Edinburgh, Scotland — #16 in Edinburgh

Café St Honoré

French-Scottish Bistro/ $$$/ New Town / Thistle Street/ Recommended

Edinburgh's most beloved French bistro — Café St Honoré has been serving the city's best bourguignon and bouillabaisse in a Thistle Street alley since 1986, and the New Town has never been able to replace it.

8.8
Food
9.0
Ambience
8.9
Value

The Experience

Café St Honoré sits at the end of a narrow lane off Thistle Street — a cobbled alley in the New Town that one must know to find, which is part of the restaurant's particular appeal.
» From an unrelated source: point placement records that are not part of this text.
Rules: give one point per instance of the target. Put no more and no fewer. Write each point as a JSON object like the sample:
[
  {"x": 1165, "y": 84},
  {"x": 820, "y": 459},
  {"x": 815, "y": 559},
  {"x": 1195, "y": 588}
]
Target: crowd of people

Since 1986, the kitchen has been producing French bistro cooking informed by Scottish seasonal produce, and the formula has proved sufficiently correct that Edinburgh's dining scene has spent forty years unable to render it obsolete.

The cooking is French in spirit and Scottish in ingredient: Loch Fyne oysters prepared with shallot vinegar in the manner of Paris brasseries; Highland venison braised in the Burgundy style; Border lamb treated with the herbs and mustard of a traditional French gigot; and the soups — bouillabaisse with Scottish coast fish, vichyssoise with Perthshire leeks — that remain the kitchen's most consistent expressions of the French-Scottish synthesis.

The room is the archetype of the Edinburgh bistro at its best: long bar, wood panelling, the accumulated warmth of a space that has been welcoming the same families across multiple generations. The wine list is properly French — Loire, Burgundy, Bordeaux, and the Rhône represented with the authority of a kitchen that understands what it cooks for — with a Scottish whisky selection that offers the most Scottish possible digestif.

Café St Honoré's longevity in Edinburgh's dining scene reflects a specific truth about the city: its residents value consistency and genuine quality over novelty, and will support a restaurant that delivers both across decades in a way that few European cities sustain.

Best Occasion: First Date

A first date at Café St Honoré works in Edinburgh precisely because it signals knowledge of the city that surpasses tourist lists. The lane location implies you know Edinburgh well enough to know where the restaurants that matter are. The room's warmth and the food's directness create conditions for genuine conversation.

What to Order

The soup of the day reflects the kitchen's daily market decisions. The venison bourguignon, when available, is the most direct expression of the French-Scottish synthesis. The crème brûlée is the correct dessert for this room.